Although the embodiments of the present invention have been described above, the present invention is not limited thereto and can be further modified. For example, it is also applicable to a thyristor with a completely planar structure. Also, connection part 1
Although 4 is shown as a wire for explanatory purposes, it is of course possible to use a cross wiring or the like. Further, a photodiode or the like may be integrated to provide the light 7.

[Brief explanation of the drawing]

FIG. 1 is a cross-sectional view showing a conventional zero-cross optical triax, FIG. 2 is an equivalent circuit diagram of the triax shown in FIG. 1, and FIG. 4 is a plan view showing a large number of semiconductor regions on the main surface of the thyristor shown in FIG. 3; FIG. 5 is a diagram showing a zero-cross light according to another embodiment of the present invention. FIG. 6 is a characteristic diagram of the thyristor shown in FIG. 5, and FIG. 7 is a sectional view showing a zero-cross optical thyristor according to still another embodiment of the present invention.

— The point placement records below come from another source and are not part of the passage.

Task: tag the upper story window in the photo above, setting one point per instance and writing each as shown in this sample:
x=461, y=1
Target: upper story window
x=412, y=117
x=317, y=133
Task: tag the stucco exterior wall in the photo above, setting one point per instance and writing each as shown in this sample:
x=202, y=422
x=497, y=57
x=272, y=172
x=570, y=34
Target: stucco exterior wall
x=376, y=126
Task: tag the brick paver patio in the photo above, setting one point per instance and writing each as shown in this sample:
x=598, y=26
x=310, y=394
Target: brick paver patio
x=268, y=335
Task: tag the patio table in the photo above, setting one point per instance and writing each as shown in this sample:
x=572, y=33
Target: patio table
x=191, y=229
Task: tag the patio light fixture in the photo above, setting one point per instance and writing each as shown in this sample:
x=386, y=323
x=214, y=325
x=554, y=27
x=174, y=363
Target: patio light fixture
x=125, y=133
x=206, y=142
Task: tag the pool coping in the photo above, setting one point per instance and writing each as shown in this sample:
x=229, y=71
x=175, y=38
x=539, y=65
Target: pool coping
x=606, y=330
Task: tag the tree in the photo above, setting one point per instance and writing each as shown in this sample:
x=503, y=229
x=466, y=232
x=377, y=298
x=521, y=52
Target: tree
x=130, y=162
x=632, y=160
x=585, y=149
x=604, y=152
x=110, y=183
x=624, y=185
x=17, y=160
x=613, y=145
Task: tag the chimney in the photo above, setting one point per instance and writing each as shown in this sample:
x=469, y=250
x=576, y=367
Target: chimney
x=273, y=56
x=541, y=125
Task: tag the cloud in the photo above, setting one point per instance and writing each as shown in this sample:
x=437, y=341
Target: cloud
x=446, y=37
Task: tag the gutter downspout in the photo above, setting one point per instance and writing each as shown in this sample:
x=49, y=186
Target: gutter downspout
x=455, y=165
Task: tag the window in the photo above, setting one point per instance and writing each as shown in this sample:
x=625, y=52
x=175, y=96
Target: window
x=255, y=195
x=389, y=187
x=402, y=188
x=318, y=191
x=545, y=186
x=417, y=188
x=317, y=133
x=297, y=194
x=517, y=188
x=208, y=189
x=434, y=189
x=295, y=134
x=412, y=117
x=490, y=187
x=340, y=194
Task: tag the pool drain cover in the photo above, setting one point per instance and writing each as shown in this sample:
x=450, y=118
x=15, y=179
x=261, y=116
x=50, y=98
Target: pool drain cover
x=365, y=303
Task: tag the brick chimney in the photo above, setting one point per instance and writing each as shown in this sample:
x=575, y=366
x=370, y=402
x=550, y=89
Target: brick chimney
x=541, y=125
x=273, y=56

In the symbols used in the drawings, 1 is the first semiconductor region, 2 is the second semiconductor region, 2a
is a surface portion, 3 is a third semiconductor region, 4 is a fourth semiconductor region, 5 is a fifth semiconductor region, 6 is a connecting semiconductor region, 7 is light, 8 is a light-receiving surface, 9 is a main surface,
10 is a first electrode (cathode), 11 is a second electrode (anode), 12 is an insulating layer, 13 is a gate electrode, 14 is a first connection part, 15 is a wiring conductor, 1
6 is the second connection part.

Claims (1)

[Claims] 1: a first semiconductor region 1 of a first conductivity type; a second semiconductor region 2 of a second conductivity type adjacent to the first semiconductor region 1; and the second semiconductor region 2. a third semiconductor region 3 of the first conductivity type adjacent to the third semiconductor region 3; a fourth semiconductor region 4 of the second conductivity type adjacent to the third semiconductor region 3; a fifth semiconductor region 5 of the first conductivity type surrounded by the second semiconductor region 2; and an enhancement type insulated gate field effect transistor between the first semiconductor region 1 and the fifth semiconductor region 5; an insulating layer 12 provided on at least the surface portion 2a of the second semiconductor region 2 so that a channel is formed; a gate electrode 13 of the field effect transistor provided on the insulating layer 12; The gate electrode 13 is connected to the third semiconductor region 3.
a first connecting part 14 for electrically connecting to
a second connection portion 16 that electrically connects the fifth semiconductor region 5 to the second semiconductor region 2; a first electrode 10 connected to the first semiconductor region 1; A single or bidirectional optical thyristor with a zero-cross function, comprising: a second electrode 11 connected to a fourth semiconductor region 4; and a light-receiving surface 8 for optical driving. 2. The first connection portion 14 connects the second conductivity type connection semiconductor region 6 provided so as to be surrounded by the third semiconductor region 3, the gate electrode 13, and the connection semiconductor region 6. The optical thyristor according to claim 1, which comprises a wiring conductor 15. 3. The fifth semiconductor region 5 is arranged so as to be exposed on the surface of the side where the first semiconductor region 1 is exposed, and is formed so as to surround the first semiconductor region 1 in a ring shape. An optical thyristor according to claim 1 or 2.